“In India. I have taught myself to see the good, the beautiful in this country. It’s all no use. I can’t go on with it.”
“Go to Holland,” he said gently.
“My people would be glad to see me, no doubt. It would be good for my boy, because he’s forgetting his Dutch daily, though I had begun to teach it to him so conscientiously, and he speaks Malay ... or gibberish. But I can’t leave my husband here all alone. He would have nothing here without me. At least, I think so: that is one more sort of illusion. Perhaps it’s not so at all.”
“But, if you fall ill...?”
“Oh, I don’t know!”
Her whole being was filled with an unusual fatigue.
“Perhaps you’re exaggerating!” he began, cheerfully. “Come, perhaps you’re exaggerating! What’s upsetting you, what’s making you so unhappy? Let’s draw up an inventory together.”

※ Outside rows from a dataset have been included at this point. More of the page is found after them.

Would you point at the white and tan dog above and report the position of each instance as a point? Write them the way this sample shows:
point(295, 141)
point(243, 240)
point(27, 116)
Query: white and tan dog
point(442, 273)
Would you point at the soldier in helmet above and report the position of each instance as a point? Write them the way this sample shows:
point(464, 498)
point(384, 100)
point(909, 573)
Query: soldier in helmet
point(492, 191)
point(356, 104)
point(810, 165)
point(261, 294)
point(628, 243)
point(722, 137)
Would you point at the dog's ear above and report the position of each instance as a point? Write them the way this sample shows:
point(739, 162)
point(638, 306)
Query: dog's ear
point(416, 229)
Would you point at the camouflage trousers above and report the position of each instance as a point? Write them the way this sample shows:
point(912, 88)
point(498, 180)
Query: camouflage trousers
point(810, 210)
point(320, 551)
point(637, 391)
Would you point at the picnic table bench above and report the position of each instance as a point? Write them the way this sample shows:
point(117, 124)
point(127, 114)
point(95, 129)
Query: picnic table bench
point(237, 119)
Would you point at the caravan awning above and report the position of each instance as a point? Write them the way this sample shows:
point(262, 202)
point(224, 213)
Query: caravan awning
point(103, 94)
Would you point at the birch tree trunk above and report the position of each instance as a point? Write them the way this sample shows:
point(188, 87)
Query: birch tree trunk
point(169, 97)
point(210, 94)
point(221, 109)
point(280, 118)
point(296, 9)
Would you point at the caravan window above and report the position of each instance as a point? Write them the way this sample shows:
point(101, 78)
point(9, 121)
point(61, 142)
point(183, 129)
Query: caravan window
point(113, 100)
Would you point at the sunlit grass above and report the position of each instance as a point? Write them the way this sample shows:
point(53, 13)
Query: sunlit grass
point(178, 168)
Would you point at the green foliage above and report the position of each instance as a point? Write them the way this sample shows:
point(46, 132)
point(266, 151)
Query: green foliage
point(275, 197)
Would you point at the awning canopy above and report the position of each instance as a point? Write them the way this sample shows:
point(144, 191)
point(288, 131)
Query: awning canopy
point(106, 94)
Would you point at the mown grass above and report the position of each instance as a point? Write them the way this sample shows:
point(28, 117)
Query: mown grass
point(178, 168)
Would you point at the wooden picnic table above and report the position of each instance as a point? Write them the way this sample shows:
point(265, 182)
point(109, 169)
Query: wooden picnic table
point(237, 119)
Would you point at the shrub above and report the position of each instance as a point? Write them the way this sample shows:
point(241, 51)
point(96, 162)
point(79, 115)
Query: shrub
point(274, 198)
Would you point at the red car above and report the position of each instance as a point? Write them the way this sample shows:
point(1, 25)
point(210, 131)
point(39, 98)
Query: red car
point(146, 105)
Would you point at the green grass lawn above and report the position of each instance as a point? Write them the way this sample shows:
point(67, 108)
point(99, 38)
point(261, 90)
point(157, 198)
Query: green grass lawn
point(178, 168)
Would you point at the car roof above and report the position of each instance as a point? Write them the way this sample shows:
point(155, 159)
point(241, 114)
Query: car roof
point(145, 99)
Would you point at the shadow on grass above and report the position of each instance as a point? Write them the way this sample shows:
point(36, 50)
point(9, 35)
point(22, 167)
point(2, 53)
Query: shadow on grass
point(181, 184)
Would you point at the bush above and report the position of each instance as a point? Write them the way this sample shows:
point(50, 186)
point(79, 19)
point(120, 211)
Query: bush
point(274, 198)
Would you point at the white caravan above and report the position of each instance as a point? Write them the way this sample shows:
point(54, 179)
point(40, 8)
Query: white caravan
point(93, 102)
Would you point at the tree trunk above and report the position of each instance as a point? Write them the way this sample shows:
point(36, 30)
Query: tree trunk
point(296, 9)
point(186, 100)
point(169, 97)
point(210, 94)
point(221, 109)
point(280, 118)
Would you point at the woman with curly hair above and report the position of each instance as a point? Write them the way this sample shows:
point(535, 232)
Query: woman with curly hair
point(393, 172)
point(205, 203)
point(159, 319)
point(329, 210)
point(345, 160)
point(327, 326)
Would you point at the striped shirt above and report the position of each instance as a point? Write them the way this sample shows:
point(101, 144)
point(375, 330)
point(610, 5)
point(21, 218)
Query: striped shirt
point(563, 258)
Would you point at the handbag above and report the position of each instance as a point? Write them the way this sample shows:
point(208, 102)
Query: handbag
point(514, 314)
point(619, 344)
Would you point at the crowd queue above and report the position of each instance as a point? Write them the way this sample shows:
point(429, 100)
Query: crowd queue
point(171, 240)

“An inventory of my misfortunes? Very well. My garden is a marsh. Three chairs in my front-verandah are splitting to pieces. The white ants have devoured my beautiful Japanese mats. A new silk frock has come out all over stains, for no reason that I can make out. Another is all unravelled, simply with the heat, I believe. To say nothing of various minor miseries of the same order. To console myself I took refuge in the Feuerzauber. My piano was out of tune; I believe there are cockroaches walking among the strings.”
He gave a little laugh.
“We’re idiots here,” she continued, “we Europeans in this country! Why do we bring all the paraphernalia of our costly civilization with us, considering that it’s bound not to last? Why don’t we live in a cool bamboo hut, sleep on a mat, dress in a cotton sarong and a chintz kabaai, with a scarf over our shoulders and a flower in our hair. All your civilization by which you propose to grow rich ... is a western idea, which fails in the long run. Our whole administration ... is so tiring in the heat. Why—if we must be here—don’t we live simply and plant paddy and live on nothing?”